Une histoire d’alcoolo, me suis-je dit. L’homme, raide maigre, crasseux, les dents avariées, en avait tout l’air. Il quête quelques dollars pour aller boire. Mais quelque chose dans son regard m’a arrêté. Il a alors soulevé son chandail, en pleine rue. L’horreur. Une masse, grosse comme une boule de quille, déformée, pleine de veines tortueuses, sur un corps décharné, les côtes saillantes.
Il avait dans ses mains un papier, celui de la compagnie d’autobus. Un autre, plein de numéros de téléphone et d’adresses: hôpital Royal Victoria, la maison du Père, la Old Mission Brewery. Le numéro de téléphone de la RAMQ. Il a continué en disant qu’il était allé à l’hôpital, le matin, pour recevoir des médicaments.

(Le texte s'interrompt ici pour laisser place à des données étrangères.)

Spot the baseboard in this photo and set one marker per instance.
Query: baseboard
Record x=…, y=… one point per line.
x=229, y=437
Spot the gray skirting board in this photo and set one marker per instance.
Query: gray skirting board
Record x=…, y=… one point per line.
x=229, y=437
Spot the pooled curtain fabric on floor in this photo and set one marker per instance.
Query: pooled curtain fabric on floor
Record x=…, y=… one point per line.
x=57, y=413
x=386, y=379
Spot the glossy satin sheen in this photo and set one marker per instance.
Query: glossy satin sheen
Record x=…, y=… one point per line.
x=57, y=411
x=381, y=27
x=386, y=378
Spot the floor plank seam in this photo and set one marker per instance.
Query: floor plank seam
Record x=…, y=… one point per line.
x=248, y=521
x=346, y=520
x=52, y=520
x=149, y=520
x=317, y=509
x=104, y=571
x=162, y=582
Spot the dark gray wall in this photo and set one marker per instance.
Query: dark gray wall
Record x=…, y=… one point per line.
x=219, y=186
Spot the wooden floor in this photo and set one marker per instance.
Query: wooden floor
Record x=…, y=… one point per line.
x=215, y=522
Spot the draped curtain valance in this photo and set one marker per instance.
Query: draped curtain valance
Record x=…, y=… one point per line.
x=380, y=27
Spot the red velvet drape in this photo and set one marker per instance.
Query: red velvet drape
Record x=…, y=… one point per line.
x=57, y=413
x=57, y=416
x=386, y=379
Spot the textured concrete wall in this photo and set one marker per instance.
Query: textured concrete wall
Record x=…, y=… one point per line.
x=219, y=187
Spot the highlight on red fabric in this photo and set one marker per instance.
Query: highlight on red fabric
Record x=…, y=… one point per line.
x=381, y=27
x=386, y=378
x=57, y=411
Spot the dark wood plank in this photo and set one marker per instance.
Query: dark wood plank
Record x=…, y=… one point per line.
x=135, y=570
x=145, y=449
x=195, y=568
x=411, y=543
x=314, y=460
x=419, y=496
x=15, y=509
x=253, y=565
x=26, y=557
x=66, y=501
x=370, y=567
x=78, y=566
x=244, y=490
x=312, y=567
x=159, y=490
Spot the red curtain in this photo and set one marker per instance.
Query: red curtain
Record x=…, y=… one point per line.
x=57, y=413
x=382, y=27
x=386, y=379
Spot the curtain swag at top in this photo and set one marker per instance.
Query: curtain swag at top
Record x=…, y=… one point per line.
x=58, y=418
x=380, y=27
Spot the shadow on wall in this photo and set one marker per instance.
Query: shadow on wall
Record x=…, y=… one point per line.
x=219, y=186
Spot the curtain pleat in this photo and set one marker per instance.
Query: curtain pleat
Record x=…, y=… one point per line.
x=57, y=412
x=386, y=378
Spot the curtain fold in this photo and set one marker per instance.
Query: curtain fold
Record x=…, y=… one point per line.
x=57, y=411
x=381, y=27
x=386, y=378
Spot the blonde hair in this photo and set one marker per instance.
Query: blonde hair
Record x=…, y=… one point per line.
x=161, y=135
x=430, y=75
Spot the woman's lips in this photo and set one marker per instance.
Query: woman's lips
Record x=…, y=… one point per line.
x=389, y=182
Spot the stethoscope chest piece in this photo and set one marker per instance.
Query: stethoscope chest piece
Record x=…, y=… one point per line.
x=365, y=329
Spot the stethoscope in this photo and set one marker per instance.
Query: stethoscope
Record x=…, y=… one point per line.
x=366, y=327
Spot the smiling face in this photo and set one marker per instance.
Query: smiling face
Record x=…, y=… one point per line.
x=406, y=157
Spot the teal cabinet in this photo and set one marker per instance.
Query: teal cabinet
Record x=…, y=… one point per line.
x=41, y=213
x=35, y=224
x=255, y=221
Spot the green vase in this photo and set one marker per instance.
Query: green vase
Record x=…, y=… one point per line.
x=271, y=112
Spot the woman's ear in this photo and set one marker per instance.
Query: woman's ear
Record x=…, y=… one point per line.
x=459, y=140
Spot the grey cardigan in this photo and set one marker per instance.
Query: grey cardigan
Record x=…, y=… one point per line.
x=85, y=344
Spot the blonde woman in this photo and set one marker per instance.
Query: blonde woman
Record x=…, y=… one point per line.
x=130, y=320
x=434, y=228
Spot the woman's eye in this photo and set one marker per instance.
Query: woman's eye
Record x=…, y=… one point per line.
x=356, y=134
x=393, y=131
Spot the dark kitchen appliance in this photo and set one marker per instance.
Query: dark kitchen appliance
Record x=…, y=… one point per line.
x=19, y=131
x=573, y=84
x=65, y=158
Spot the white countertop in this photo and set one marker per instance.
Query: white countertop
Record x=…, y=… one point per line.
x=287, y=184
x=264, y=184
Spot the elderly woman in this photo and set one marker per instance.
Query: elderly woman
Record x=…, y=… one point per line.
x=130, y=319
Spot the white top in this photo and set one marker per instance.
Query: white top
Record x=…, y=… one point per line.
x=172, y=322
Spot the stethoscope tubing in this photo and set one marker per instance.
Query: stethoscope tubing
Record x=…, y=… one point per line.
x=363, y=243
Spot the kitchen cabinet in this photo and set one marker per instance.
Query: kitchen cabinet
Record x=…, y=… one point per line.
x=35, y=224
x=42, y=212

Que parce qu’il n’avait pas de carte soleil, l’hôpital avait d’abord refusé de lui en donner, mais qu’à force d’insistance, l’infirmière avait communiqué avec son hôpital en Nouvelle Écosse et lui avait remis sa dose de chimiothérapie et ses antidouleurs pour la journée. Que personne ne voulait lui donner d’argent, et qu’il ne pouvait rien faire pour échanger ses coupons repas. Que la seule chose qu’il arrivait à garder était du Glucerna (liquide protéiné pour les diabétiques) et que les pharmacies ne voulaient pas lui en donner. Qu’il n’avait que 2$ en poche et que les 3 cannes dont il avait besoin coûtait 28,42. Qu’à part les médicaments et l’eau qu’il avait bu, il n’avait rien ingurgité depuis la veille, puisque ses provisions étaient dans ses bagages maintenant rendus à Campbellton. À ce point, les larmes se sont mises à couler sur ses joues.
Une telle abondance de détails, les deux papiers raturés et ces larmes m’ont convaincue. Et puis, même s’il me mentait, il était évident qu’il souffrait et qu’il était à bout. Il n’avait rien d’un saoulon en manque d’alcool ou d’un dopé en sevrage. Ses bras nus, décharnés ne portaient pas de trace de piqures. J’avais devant moi un homme malade, à bout, dans une ville inconnue qui lui semblait bien inhospitalière.
J’ai ouvert mon porte feuille et lui ai donné le 15$ qui me restait. Au diable s’il est allé boire. Ses larmes ont redoublées. Je lui ai dit que j’étais désolée de ne pouvoir faire plus. Il m’a alors dit, d’une voix chevrotante: « Can I ask for something else? You can say no, you know. » J’ai regardé ma montre, persuadée que je manquerais mon train. J’ai fait oui de la tête. Il m’a alors demandé, en me regardant droit dans les yeux « Say a prayer for me. »
J’ai couru pour ne pas rater le train. Et une fois assise, je l’ai fait.
Demain, je vais chercher ma fille. Un jour, je lui montrerai cette histoire. En lui expliquant qu’au delà de l’argent, parfois les gens ont besoin d’un peu de compassion, de chaleur humaine et d’une prière, peu importe le dieu à qui on l’adresse et la forme qu’elle prend. J’ose croire que ma prière a été entendue et qu’il a trouvé l’argent ou le soulagement nécessaire. Je veux le croire. Et tant pis si il m’a menée en bateau. Parfois, il faut prendre le risque que ce soit vrai. Ça fait du bien à l’âme.